More than any other way of traveling over water, sailing requires active participation. Sailors say learning to sail is much like a love affair. It means not just intimately knowing every feature of your boat, but also every movement it makes as it glides through the water and interacts with the wind. It means never getting tired of learning new things even after years of sailing.
Sailing is also a good way to exercise. Sailing is a dynamic activity that involves physical exertion. If you are going to learn to sail, it is best that you are in good physical health because sailing demands a high level of strength to avoid injury on board.
If you are still reading up to this point, I am pretty sure you are interested in learning to sail. Let me help you with some of the basic things that you need to consider.
Learning to sail – Things to consider…
- Check out training options. Before doing anything major such as buying a boat, check out sailing schools for beginners in your area. You can do this by visiting local clubs and asking for their referrals. You might even find a good personal coach out there!

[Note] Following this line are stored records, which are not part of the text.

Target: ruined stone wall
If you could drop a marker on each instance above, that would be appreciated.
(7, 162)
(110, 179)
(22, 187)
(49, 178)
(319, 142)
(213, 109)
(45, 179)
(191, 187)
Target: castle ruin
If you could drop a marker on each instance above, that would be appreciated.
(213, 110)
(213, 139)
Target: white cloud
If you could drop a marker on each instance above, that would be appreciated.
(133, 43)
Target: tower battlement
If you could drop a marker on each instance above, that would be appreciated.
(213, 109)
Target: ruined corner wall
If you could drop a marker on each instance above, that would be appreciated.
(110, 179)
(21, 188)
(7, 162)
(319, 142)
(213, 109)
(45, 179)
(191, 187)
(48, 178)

- Opt for a small boat. When you learn to sail, learning on a smaller boat is easier and more manageable to handle, and many say that you become a more rounded sailor, as you have to do everything to get the job done (as compared to learning on a yacht where you may only do 1 job the whole time). It is less cumbersome to navigate because it has fewer ropes and sails and reacts quicker than bigger boats.
- Set your sights on tranquil and less congested waters. If you are a beginner and not as confident yet, the best time to practice is when the weather is perfect and traffic is manageable.
- Listen to the forecast. Never go out without knowing what to expect. Even if the forecast is favorable, it is always best to bring extra clothing and ample provisions. Always be prepared just like a good scout.
- Practice capsizing. This may sound weird but we learn best through experience. You will never know when a real-life situation such as this will happen. Practicing how to handle a capsized boat in controlled environs will provide you with important learning that will come in handy when the situation arises unexpectedly.
- Learn the traffic rules. Be familiar with sailing rules such right-of-way and safe speed. This is important to avoid collisions on the water.
- Practice, practice, and practice. As I have mentioned earlier, the basics of sailing can be learned in a short span of time. However, learning to sail is a continuous process. Every time you sail, you learn a new trick or you improve on an old one. For sailors, it is one of the things that make sailing exciting – there’s always something more to learn.
The tips offered above are just few of the many ways of making your basic learning experience safer, more enjoyable and fun. Once you embark on your “learning to sail” journey, you will realize there is a whole lot more to learn. But you cannot learn these things by reading a book; you have to go out and experience it.
Sailing on a sailboat is just a different experience. You bank on the wind to move your boat to your destination and feel the rush with every blast of air. You delight in the sound of the water splashing on the hull, of the wind lashing through the sail… or the quiet of a downwind run. Seasoned mariners say, “Once a sailor, always a sailor”. They say they could never resist the call of the sea and the wind and the waves one more time. For a sailor, indeed, the taste of salt never stales.
Enjoy your learning to sail journey – it’s one that you will never forget!